Friday, September 14, 2012

Quantitative Appeasing. Bernanke's big bet on the Phillips Curve.

Most disturbing in the Federal Reserve's release is this language, " to support a stronger economic recovery and to help ensure that inflation, over time, is at the rate most consistent with its dual mandate, the Committee agreed today to increase policy accommodation by purchasing additional agency mortgage-backed securities at a pace of $40 billion per month."
When did the Federal Reserve have a mandate to ensure inflation? They apparently decided on their own, in January of 2012. "The Committee judges that inflation at the rate of 2 percent, as measured by the annual change in the price index for personal consumption expenditures, is most consistent over the longer run with the Federal Reserve's statutory mandate."  Article
This seems to be new territory.  A subtle but real self altered mandate from the Fed.  I object.  Pegging rates at zero, and attempting to establish a 2% inflation rate, is like trying to steal 2% of every saved dollar. Additionally, this 2% most assuredly removes fuel and food costs.  Looks like a planned robbery.

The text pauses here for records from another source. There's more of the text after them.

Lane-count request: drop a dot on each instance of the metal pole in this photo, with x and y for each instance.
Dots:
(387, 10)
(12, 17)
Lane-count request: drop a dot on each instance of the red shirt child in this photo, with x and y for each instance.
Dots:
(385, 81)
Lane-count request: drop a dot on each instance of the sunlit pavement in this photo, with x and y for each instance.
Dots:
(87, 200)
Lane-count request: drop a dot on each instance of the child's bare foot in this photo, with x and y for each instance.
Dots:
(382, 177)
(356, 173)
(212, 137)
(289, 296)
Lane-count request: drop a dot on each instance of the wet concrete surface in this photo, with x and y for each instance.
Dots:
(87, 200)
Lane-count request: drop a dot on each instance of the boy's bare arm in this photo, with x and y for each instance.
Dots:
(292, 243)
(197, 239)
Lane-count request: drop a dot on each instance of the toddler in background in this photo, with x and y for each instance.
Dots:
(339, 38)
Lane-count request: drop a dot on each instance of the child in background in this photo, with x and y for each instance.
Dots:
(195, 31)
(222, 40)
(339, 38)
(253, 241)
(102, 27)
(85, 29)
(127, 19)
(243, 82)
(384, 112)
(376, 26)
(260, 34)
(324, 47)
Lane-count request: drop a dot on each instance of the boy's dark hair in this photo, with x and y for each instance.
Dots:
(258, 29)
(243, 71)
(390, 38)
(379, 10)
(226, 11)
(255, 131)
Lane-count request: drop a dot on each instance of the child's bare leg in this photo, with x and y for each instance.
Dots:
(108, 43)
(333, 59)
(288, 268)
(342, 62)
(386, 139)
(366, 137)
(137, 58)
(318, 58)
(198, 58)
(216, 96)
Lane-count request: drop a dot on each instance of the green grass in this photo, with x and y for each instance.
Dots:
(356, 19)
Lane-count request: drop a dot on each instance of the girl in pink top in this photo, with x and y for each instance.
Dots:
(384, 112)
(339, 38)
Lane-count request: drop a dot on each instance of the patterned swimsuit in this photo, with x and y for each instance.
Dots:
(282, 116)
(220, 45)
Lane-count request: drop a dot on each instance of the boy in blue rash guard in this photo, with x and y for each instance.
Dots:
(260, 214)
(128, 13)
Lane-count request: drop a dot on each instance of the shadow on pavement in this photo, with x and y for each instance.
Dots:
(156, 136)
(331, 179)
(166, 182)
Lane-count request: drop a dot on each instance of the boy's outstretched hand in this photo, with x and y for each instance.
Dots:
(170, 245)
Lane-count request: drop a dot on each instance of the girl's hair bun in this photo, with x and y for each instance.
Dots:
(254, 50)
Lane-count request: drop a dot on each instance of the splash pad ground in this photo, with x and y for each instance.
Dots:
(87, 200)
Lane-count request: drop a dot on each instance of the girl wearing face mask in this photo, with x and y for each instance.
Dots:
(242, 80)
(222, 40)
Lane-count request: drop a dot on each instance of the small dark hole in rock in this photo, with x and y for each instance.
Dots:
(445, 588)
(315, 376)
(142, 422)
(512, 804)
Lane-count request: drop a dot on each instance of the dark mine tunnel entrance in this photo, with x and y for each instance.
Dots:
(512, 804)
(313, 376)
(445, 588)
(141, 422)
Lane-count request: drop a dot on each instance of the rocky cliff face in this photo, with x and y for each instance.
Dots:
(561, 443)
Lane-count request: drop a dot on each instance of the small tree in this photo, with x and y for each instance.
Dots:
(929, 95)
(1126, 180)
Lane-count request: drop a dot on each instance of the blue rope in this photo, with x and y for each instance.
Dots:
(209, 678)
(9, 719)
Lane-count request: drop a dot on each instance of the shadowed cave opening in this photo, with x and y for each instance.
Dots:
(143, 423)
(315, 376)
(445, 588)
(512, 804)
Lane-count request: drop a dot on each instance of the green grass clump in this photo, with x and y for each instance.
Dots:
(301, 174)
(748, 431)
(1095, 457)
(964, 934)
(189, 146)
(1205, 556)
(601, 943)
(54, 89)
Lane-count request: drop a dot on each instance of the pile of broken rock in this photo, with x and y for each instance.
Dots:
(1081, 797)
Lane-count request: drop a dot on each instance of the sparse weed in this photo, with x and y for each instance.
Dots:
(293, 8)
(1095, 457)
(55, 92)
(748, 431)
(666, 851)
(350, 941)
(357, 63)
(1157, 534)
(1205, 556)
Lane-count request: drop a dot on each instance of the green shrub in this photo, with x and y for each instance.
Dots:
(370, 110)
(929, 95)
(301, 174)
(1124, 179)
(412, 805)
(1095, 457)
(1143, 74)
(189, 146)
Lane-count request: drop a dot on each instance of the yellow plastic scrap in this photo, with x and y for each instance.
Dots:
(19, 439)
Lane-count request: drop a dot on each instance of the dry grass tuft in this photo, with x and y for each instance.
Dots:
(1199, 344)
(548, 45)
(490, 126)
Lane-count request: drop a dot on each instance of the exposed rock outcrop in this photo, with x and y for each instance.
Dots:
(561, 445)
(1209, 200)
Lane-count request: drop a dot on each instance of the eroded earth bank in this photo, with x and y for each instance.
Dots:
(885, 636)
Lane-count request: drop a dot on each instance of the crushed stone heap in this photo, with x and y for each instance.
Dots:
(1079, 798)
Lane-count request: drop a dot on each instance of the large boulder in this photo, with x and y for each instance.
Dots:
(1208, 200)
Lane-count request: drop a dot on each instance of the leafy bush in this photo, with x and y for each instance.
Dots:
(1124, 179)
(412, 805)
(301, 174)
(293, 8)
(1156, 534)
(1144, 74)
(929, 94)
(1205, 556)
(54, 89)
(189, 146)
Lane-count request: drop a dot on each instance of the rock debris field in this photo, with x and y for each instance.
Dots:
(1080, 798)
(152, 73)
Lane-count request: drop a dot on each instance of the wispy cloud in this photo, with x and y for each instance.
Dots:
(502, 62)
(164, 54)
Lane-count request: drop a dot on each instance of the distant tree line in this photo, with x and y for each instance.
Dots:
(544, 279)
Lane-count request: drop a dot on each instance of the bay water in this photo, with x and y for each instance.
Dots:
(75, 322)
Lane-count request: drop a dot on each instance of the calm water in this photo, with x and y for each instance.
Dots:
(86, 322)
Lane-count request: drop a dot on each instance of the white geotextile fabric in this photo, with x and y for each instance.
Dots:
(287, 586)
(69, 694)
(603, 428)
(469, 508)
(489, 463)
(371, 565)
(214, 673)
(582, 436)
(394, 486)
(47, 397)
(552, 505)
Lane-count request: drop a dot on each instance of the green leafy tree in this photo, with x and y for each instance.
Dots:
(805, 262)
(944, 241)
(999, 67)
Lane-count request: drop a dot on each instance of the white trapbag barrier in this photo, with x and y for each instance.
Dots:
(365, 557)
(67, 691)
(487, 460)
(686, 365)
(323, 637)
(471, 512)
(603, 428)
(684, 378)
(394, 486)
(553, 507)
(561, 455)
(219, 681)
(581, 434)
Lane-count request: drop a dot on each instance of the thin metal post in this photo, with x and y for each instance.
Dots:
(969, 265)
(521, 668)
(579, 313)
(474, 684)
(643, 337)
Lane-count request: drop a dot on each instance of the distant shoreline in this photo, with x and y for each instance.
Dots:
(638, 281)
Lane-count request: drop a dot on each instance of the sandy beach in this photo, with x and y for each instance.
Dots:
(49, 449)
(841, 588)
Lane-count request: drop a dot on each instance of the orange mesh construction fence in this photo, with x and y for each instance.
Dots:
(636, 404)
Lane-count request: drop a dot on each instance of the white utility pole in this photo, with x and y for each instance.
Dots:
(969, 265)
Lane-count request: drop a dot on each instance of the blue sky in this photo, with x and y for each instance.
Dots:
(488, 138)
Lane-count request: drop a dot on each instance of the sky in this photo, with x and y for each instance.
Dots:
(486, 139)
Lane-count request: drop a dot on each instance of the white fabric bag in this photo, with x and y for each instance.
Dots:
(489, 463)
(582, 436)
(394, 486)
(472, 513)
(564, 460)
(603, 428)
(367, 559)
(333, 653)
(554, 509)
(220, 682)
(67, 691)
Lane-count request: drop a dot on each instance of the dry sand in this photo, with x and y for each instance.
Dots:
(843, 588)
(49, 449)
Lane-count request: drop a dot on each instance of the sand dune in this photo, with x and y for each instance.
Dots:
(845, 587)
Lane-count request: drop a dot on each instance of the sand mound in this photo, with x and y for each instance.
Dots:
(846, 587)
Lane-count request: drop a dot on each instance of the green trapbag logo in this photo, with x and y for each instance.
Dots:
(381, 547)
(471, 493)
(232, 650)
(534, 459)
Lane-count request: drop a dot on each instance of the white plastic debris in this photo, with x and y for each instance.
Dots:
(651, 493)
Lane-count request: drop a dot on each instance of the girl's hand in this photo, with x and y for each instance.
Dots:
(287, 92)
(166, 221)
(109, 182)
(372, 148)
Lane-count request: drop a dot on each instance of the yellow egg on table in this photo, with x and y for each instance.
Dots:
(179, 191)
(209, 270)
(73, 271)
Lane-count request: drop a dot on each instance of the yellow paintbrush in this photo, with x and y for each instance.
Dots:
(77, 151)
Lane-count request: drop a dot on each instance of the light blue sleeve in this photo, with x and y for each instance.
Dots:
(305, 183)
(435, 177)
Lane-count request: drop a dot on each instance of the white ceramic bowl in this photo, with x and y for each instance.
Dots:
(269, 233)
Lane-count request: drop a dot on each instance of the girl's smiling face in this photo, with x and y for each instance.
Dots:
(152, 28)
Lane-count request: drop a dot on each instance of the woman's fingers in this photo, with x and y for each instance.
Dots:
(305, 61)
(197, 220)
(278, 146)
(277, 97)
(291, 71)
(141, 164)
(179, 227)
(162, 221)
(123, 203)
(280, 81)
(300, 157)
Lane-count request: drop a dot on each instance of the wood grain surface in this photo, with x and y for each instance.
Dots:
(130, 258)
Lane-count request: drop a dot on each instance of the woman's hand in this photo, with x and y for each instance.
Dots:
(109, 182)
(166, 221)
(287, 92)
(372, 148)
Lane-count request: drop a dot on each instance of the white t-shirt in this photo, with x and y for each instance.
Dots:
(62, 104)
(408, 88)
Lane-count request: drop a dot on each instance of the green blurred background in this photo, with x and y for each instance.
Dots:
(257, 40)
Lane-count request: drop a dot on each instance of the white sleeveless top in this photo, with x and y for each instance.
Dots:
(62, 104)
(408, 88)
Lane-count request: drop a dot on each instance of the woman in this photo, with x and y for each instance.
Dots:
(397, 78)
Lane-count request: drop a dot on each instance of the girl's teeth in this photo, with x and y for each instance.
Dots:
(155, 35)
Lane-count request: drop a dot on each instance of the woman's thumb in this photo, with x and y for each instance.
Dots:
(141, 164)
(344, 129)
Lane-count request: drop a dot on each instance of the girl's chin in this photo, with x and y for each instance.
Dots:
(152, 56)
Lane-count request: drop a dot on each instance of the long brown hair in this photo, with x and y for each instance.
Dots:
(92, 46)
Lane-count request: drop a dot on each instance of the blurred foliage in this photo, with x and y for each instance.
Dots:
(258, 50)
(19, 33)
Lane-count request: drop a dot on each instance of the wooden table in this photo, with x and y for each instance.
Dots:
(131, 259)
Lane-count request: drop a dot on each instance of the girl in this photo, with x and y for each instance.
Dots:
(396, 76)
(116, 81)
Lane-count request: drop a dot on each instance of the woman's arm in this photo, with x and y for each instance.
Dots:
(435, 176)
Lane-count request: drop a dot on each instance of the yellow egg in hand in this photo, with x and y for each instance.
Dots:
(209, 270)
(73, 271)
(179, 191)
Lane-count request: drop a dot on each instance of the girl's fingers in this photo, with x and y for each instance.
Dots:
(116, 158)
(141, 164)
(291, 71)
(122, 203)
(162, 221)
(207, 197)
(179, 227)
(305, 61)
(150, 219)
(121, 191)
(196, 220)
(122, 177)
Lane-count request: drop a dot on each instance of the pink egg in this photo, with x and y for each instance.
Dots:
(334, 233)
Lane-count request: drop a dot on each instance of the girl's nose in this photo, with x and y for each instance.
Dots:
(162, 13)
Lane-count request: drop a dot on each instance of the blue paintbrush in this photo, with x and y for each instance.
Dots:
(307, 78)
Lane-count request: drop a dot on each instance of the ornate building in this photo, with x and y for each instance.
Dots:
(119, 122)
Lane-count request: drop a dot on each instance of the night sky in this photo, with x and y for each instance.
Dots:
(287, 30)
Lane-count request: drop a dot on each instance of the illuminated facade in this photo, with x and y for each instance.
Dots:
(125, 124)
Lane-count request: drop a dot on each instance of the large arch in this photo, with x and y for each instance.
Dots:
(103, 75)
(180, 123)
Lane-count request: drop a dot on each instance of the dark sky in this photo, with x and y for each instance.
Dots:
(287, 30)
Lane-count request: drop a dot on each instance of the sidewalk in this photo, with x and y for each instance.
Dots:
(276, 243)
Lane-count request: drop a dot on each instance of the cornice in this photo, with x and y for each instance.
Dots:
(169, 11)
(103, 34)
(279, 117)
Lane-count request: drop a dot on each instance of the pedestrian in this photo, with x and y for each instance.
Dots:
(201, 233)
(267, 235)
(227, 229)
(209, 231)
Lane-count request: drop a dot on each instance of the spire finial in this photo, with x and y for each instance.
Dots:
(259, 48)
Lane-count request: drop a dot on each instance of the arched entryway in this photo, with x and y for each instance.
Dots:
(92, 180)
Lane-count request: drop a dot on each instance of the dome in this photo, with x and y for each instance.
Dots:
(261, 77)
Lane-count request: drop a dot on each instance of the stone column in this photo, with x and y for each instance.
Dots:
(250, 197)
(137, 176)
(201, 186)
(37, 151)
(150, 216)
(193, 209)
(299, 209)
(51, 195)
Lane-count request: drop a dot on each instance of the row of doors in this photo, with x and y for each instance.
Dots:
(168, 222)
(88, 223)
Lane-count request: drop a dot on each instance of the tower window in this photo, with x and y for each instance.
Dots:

In 1977, the Federal Reserve dual mandate was, "The Board of Governors of the Federal Reserve System and the Federal Open Market Committee shall maintain long run growth of the monetary and credit aggregates commensurate with the economy's long run potential to increase production, so as to promote effectively the goals of maximum employment, stable prices and moderate long-term interest rates." Article No mention of ensuring inflation here. In fact, just a few years earlier, Arthur Burns imposed wage and price controls with a 4% inflation rate.